Overall, I think the strongest feature in the Switch’s arsenal is its mobility. It’s clearly not as powerful as the PS4 and Xbox One (despite both turning four in 2017), but it offers two things the competition does not: mobility and Nintendo’s brilliant exclusives.
In the week I’ve had my Switch I’ve taken it on car trips, outside on the porch, and propped up in my bed, in addition to playing it in a traditional sense on my HDTV. Having the ability to pause Zelda and then undock my console to resume gaming immediately on a portable platform is fucking awesome. I will happily purchase a cross-platform title on the Switch for the sole fact that I’ll have access to it anytime, anywhere, in exchange for looking a bit under par.

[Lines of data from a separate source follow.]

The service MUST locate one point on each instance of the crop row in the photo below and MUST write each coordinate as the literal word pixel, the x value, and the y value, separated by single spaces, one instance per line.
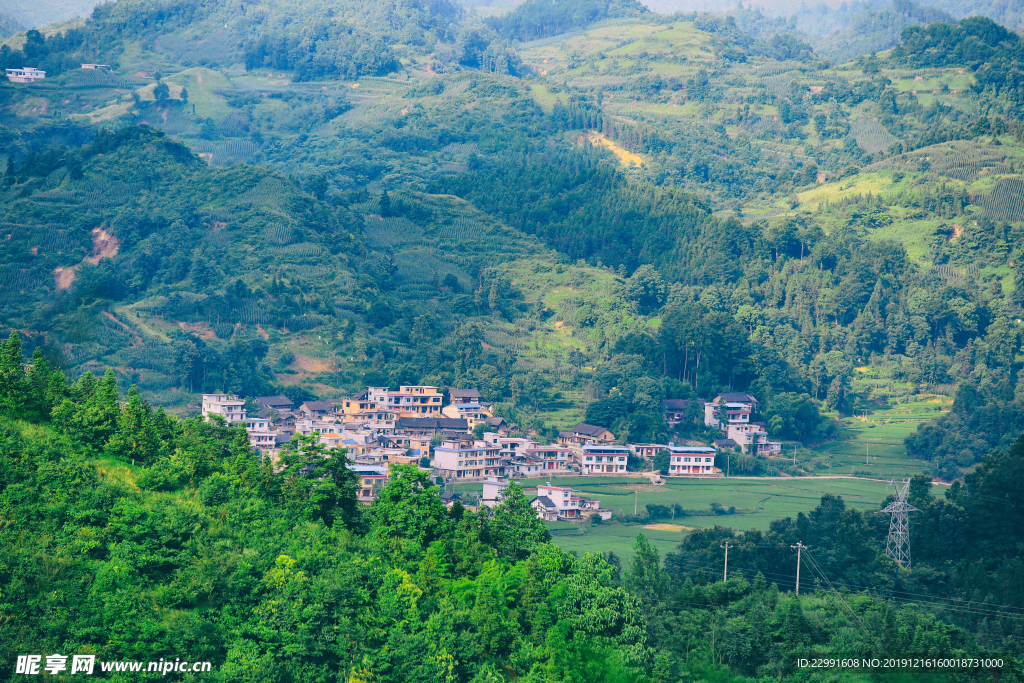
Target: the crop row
pixel 871 136
pixel 1007 200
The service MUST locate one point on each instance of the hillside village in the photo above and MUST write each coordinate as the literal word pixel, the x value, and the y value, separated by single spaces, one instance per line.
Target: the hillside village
pixel 456 437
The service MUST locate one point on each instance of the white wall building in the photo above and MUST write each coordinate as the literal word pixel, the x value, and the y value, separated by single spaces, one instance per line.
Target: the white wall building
pixel 596 459
pixel 227 406
pixel 691 460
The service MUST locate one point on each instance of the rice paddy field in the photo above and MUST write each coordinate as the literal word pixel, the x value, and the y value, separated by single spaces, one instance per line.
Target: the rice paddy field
pixel 756 501
pixel 837 467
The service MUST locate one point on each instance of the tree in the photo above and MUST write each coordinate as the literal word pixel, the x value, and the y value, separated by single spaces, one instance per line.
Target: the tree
pixel 662 461
pixel 12 379
pixel 644 578
pixel 37 402
pixel 408 515
pixel 516 529
pixel 316 481
pixel 134 439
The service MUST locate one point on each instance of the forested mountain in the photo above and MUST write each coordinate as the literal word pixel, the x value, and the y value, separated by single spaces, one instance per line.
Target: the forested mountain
pixel 542 18
pixel 155 538
pixel 581 209
pixel 844 217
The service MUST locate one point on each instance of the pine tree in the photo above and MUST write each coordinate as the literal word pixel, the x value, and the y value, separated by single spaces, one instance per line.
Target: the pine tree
pixel 37 403
pixel 97 418
pixel 56 390
pixel 645 579
pixel 516 529
pixel 134 439
pixel 12 379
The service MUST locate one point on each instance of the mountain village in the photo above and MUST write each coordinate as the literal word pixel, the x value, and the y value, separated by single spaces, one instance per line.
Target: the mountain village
pixel 456 436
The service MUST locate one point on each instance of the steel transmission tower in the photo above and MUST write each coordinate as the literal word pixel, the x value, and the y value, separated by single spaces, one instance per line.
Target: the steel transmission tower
pixel 898 544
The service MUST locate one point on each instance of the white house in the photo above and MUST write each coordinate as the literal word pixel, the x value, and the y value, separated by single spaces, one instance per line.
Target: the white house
pixel 27 75
pixel 261 436
pixel 691 460
pixel 558 504
pixel 552 458
pixel 227 406
pixel 494 491
pixel 596 459
pixel 466 459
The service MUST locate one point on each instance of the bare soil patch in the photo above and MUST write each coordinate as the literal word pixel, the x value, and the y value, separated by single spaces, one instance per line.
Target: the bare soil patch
pixel 104 245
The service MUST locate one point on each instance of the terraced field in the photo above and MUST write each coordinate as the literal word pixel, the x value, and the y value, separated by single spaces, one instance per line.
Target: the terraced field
pixel 757 503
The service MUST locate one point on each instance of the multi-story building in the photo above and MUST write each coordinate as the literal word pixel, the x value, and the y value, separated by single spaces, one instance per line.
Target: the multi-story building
pixel 27 75
pixel 466 459
pixel 276 403
pixel 372 480
pixel 691 460
pixel 261 436
pixel 583 434
pixel 472 413
pixel 556 503
pixel 606 459
pixel 494 491
pixel 415 401
pixel 553 458
pixel 738 407
pixel 678 410
pixel 226 406
pixel 559 504
pixel 461 396
pixel 751 436
pixel 646 451
pixel 524 464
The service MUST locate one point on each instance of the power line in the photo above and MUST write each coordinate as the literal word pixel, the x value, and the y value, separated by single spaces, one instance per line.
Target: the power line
pixel 814 565
pixel 916 599
pixel 898 542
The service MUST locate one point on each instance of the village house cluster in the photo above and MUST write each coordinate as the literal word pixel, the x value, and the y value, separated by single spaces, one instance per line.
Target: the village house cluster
pixel 439 431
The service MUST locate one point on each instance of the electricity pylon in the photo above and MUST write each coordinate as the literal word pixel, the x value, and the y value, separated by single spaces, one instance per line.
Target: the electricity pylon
pixel 898 543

The functionality of the Switch is very promising. Having access to quality games on a console that doesn’t care if I’m at home in front of my TV or sitting in the passenger seat during a 9-hour road trip is exhilarating. It helps, of course, that consumers have access to the absolutely phenomenal Breath of the Wild at launch. It’s not only a strong contender for the best game in the series but possibly one of the single greatest games of all time. I couldn’t think of a better game to show what the Switch is capable of in its infancy.
I haven’t been this excited about a Nintendo home console since the GameCube, and so far it’s completely exceeded my expectations. Of course, it’s not without its problems. What new console isn’t?